La collection démarre avec une série de vêtements noirs 409 . Le sème /sombre/ activé par le noir dès le début de la collection, sans effet de sème /luminosité/ (‘tissus mats’) crée un sentiment /lourd/. L’ajout du beige au milieu de ce premier espace annonce l’arrivée du blanc dans l’espace suivant. La présence des dentelles et des jeux de transparence ajoutent en sophistication.
L’espace B est marqué par le sème /blancheur/. Une première tension apparaît donc entre l’espace A et B (/noirceur vs blancheur/). Le sème /lumière du jour/ pourrait être activé par la présence du sème /inchoatif/, puisque les vêtements se présentent au début de la collection. La neutralité des couleurs des deux premiers espaces démontre bien que le nouveau créateur de la maison veut rester proche des valeurs sûres et diachroniques, tant au niveau thématique que perceptif. La coupe et les formes donnent aussi à la collection un esprit de trop ordonné, trop carré et statique.
L’espace C est composé d’une sérié de noirs (retour du noir mis en suspens dans le premier espace). Une tension se crée entre la /féminité/ d’Audrey Hepburn et le sème /masculin/ activé dans la silhouette où le visage reste caché par un large chapeau. Le sème /féminité/ propagé dans l’ensemble de la collection inhibe le sème /masculinité/ de la silhouette androgyne et active par propagation le sème /mystérieux/.

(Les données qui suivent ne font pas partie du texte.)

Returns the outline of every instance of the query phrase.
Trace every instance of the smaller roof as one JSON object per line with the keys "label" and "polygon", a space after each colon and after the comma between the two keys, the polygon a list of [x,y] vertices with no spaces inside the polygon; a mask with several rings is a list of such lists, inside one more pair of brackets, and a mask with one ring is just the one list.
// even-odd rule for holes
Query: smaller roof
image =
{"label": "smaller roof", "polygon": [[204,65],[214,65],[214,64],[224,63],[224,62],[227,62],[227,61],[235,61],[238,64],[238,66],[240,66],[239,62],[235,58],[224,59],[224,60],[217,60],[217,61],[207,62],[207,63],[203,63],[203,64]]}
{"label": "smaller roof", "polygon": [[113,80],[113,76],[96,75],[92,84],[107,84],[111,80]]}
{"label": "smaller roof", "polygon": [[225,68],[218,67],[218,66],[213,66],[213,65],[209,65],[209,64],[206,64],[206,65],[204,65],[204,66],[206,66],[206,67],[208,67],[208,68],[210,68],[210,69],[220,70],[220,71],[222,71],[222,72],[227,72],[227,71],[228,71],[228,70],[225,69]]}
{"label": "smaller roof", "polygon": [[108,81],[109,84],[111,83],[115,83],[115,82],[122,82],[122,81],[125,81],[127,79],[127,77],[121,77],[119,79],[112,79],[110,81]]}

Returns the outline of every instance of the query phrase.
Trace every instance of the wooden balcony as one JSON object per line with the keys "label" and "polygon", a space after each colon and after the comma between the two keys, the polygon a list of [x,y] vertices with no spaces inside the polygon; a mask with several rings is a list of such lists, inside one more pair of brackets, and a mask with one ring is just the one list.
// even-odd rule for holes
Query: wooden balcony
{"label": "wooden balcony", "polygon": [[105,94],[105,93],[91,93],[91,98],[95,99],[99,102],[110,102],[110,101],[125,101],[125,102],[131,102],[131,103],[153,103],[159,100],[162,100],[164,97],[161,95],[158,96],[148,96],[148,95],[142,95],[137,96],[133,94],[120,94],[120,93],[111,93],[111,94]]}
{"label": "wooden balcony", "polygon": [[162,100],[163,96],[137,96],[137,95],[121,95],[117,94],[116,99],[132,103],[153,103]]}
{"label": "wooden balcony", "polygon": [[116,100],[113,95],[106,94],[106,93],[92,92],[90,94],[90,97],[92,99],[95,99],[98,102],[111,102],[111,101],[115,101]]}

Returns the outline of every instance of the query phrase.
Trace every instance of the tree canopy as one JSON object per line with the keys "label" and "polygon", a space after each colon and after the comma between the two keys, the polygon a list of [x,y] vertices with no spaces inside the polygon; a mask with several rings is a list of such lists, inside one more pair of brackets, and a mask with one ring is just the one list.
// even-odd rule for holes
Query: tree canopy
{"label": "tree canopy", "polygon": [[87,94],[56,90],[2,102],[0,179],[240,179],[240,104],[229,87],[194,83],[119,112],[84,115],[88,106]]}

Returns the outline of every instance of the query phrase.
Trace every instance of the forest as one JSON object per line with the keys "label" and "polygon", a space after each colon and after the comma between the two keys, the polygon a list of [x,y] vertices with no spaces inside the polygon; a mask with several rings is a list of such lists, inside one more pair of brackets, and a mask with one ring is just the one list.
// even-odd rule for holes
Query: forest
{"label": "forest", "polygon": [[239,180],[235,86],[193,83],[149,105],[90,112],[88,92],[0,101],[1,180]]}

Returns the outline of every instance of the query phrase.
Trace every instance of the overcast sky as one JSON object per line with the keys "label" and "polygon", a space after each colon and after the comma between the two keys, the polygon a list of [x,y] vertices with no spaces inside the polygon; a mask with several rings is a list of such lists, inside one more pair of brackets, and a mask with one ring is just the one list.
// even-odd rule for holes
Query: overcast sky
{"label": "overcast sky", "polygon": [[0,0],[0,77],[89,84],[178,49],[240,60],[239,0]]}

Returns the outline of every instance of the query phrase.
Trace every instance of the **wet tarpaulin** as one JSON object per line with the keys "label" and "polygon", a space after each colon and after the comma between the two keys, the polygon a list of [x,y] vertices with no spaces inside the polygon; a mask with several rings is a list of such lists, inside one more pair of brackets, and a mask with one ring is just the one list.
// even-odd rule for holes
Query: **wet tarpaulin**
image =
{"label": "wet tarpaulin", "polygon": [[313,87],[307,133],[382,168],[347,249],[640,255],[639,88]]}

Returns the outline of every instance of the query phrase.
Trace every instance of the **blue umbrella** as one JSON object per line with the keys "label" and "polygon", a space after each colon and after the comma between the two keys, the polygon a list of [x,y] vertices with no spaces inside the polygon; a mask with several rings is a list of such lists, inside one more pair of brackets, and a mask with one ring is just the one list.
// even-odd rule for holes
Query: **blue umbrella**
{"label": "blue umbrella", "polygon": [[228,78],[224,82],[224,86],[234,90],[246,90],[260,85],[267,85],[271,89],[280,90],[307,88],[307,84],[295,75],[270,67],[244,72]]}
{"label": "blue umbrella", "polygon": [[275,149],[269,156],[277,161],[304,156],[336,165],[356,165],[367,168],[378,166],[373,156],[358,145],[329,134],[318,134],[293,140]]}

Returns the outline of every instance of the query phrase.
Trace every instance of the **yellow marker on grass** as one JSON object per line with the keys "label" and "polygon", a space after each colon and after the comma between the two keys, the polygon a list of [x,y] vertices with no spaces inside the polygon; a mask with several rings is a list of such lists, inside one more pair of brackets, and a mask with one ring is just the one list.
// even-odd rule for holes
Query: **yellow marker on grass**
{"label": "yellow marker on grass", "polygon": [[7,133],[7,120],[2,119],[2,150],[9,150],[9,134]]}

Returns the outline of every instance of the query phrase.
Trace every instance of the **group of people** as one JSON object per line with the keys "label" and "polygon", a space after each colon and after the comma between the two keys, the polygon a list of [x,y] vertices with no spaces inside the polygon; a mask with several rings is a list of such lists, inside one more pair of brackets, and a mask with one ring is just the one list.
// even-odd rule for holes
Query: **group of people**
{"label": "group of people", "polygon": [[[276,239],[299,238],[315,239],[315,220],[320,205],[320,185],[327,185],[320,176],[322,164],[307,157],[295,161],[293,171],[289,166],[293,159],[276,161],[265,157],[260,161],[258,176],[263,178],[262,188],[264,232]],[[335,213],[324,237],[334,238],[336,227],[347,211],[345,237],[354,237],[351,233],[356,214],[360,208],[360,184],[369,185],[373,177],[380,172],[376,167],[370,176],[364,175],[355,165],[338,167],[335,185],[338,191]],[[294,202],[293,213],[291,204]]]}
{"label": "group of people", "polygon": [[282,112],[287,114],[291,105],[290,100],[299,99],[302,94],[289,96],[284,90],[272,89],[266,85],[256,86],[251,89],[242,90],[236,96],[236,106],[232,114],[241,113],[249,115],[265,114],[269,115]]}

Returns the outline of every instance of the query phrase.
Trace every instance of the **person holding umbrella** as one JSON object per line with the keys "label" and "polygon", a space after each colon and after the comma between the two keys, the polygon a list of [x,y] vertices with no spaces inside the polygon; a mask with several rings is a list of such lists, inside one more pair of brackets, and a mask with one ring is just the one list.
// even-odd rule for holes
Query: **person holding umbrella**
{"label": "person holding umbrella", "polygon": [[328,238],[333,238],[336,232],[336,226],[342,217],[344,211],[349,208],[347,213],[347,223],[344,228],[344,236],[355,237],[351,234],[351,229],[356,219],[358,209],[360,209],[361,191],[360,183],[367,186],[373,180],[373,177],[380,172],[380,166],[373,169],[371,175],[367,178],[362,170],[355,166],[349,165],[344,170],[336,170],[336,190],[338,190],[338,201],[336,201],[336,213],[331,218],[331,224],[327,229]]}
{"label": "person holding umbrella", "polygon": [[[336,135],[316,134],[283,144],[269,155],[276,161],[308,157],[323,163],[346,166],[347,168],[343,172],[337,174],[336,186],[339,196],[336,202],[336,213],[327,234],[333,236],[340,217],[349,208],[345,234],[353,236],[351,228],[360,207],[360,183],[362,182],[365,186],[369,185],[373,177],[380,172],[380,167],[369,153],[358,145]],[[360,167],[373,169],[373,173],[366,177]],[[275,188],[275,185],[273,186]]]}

La finale contient les toilettes du soir longues accentuées par des éléments de brillance (Cf. la deuxième ‘robe rose’) et des éléments de provocation (‘fentes’). La finale annonce l’arrivée de la couleur. Les tons du bleu clair au bleu foncé aussi bien que le rose pâle ne sont ni introduits antérieurement ni ne constituent des éléments justifiés par une dynamique d’ensemble. Leur apparition soudaine pourrait inverser la prévisibilité de la collection et évoquer un effet de surprise. Le manque de cohésion avec les espaces précédents aussi bien que le manque de jeu des modulations d’intensité rythmique 410 réduit les possibilités d’effets pathémiques. Une certaine explication du parcours avec des effets de rappel, pourrait corréler les espaces entre eux et créer des effets de suspens aussi bien qu’une certaine dynamique.

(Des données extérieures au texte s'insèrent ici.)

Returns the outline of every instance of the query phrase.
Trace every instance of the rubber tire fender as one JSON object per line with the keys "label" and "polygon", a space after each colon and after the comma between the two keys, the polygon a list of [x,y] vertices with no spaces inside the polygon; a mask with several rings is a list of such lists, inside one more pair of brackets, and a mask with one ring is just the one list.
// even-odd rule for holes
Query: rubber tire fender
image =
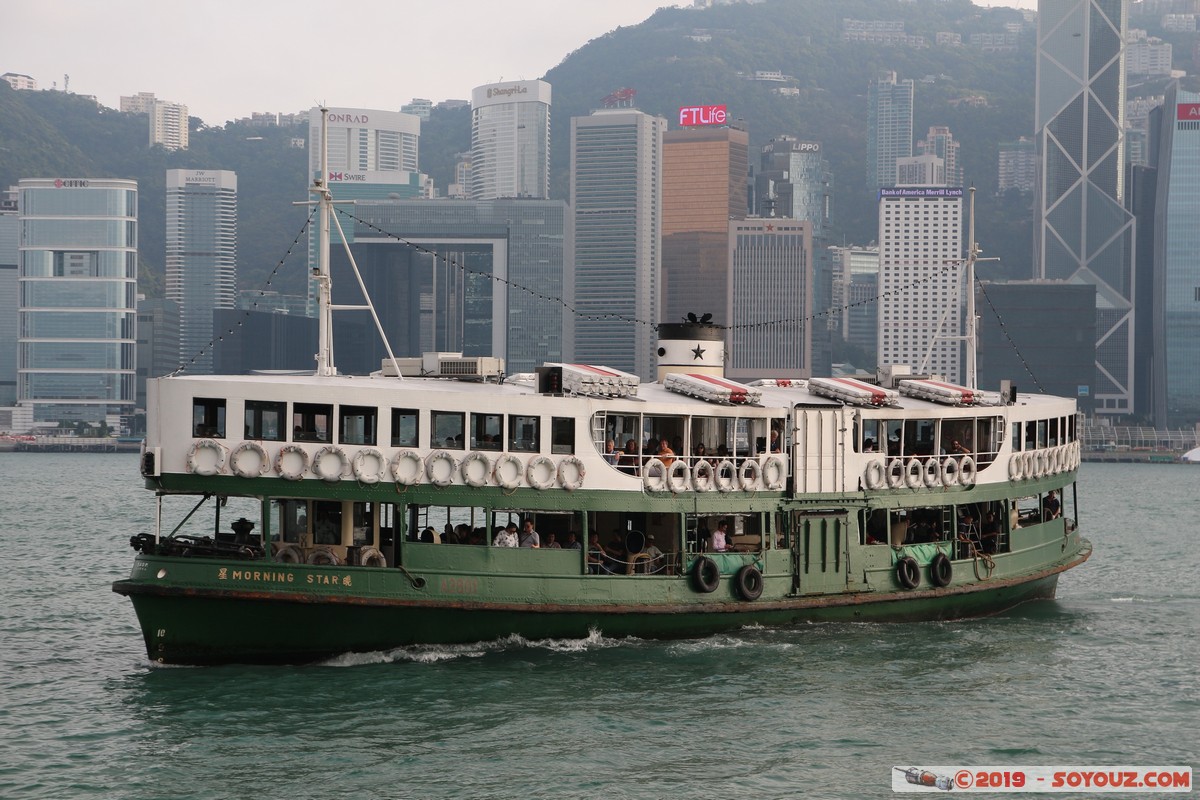
{"label": "rubber tire fender", "polygon": [[904,556],[896,562],[896,581],[905,589],[915,589],[921,583],[921,568],[912,556]]}
{"label": "rubber tire fender", "polygon": [[954,579],[954,565],[945,553],[938,553],[929,562],[929,582],[934,586],[949,586]]}
{"label": "rubber tire fender", "polygon": [[708,556],[700,556],[692,564],[692,585],[697,592],[712,594],[721,585],[721,568]]}
{"label": "rubber tire fender", "polygon": [[747,564],[737,571],[734,578],[737,593],[743,600],[757,600],[763,593],[763,576],[758,567]]}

Les valeurs identitaires de la marque, le ‘sexy chic’, qui sont une combinaison des valeurs socio-esthétiques et des valeurs provenant de la zone limite, semblent ne pas être respectées. Le caractère sporadique et non systématique des quelques tentatives de création des effets toniques (‘maillot de bain’, ‘la silhouette androgyne’ ou encore la ‘silhouette finale’, un mélange de sexy et de mystère) n’a pas réussi à sortir la collection de l’atonie et de l’ennui. Chez un autre adepte du style classique, Valentino, il a suffi d’une organisation du pôle chromatique centrée sur le rouge (grande intensité) pour réaliser un effet de dynamisme.
Les valeurs de la maison doivent être partagées par sa clientèle (icône Audrey Hepburn), comme c’est le cas chez Valentino d’ailleurs. Mais à l’opposé du créateur italien qui s’adresse à la femme dans la salle (la star c’est la cliente), le créateur de chez Givenchy a eu du mal, selon nous, à impliquer les spectateurs. Le caractère de la collection, clos et tourné vers le passé avec les auto-citations, restait monotone.
Pour le noir, voir : FONTANILLE J., « Sans titre…ou sans contenu ? » Approches sémiotiques sur Rothko, NAS, N°34, 35, 36, 1994. ZILBERBERG C., «Éloge de la noirceur », Protée, Vol.31, n°3, hiver 2003. RENOUE M., « Dynamiques et densités du voir et du vu : l’exemple de N ° 14 (BROWNS OVER DARK), 1963, De Mark Rothko, Protée Vol.31, numéro 2, automne 2003. BEYAERT-GESLIN A., « La couleur, la profondeur, les sensations, quelques intérieurs de Matisse », Ateliers de sémiotique visuelle, Paris, PUF, 2004, pp.209-224.
Le problème de rythme est lié au fait que la collection a été courte.